To meet the demands of high computing speed and almost infinite memory storage capacity, future generations of computers may well be assembled from molecules rather than silicon/metal/insulator constructs. 'Molecular electronics' is already an established field of cross-disciplinary research combining chemistry, physics, and material science with electronics. Devices such as transistors, rectifiers, wires, switches and memory units have already been demonstrated, but a fully functional molecular circuit remains elusive. The size of such devices is of the order of nanometers, making them suitable for the interaction with cellular systems and macroscopic electronic elements. However this is a molecular size range that is intermediate between that of the organic chemist and that of the polymer chemist, and hence little is known about the behaviour and properties of such macromolecules.

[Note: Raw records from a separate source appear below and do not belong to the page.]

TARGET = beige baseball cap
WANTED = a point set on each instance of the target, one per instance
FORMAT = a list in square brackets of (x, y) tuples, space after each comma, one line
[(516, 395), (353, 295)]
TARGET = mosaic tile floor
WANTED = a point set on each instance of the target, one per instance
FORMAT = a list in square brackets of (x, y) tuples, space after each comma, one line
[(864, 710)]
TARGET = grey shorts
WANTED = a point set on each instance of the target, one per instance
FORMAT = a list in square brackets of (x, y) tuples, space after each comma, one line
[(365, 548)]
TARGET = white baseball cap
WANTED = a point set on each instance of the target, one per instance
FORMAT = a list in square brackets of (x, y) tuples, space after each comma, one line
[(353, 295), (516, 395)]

Our research is focused upon the construction of molecular electronic devices based upon the coupled metal complexes. The coupling of oligothiophene systems via purpose-built bi- and ter-pyridine connectors to metal complexes allows the construction of devices in which the electron flow can be controlled through both steric and electronic factors. This lattice of lipophilic molecular wires with charged metal complex junctions thereby creates molecular networks with unique composite character. To be able to demonstrate that such materials are viable, robust and functional and that they can be interfaced with existing technology will represent a major breakthrough in the development of smart materials.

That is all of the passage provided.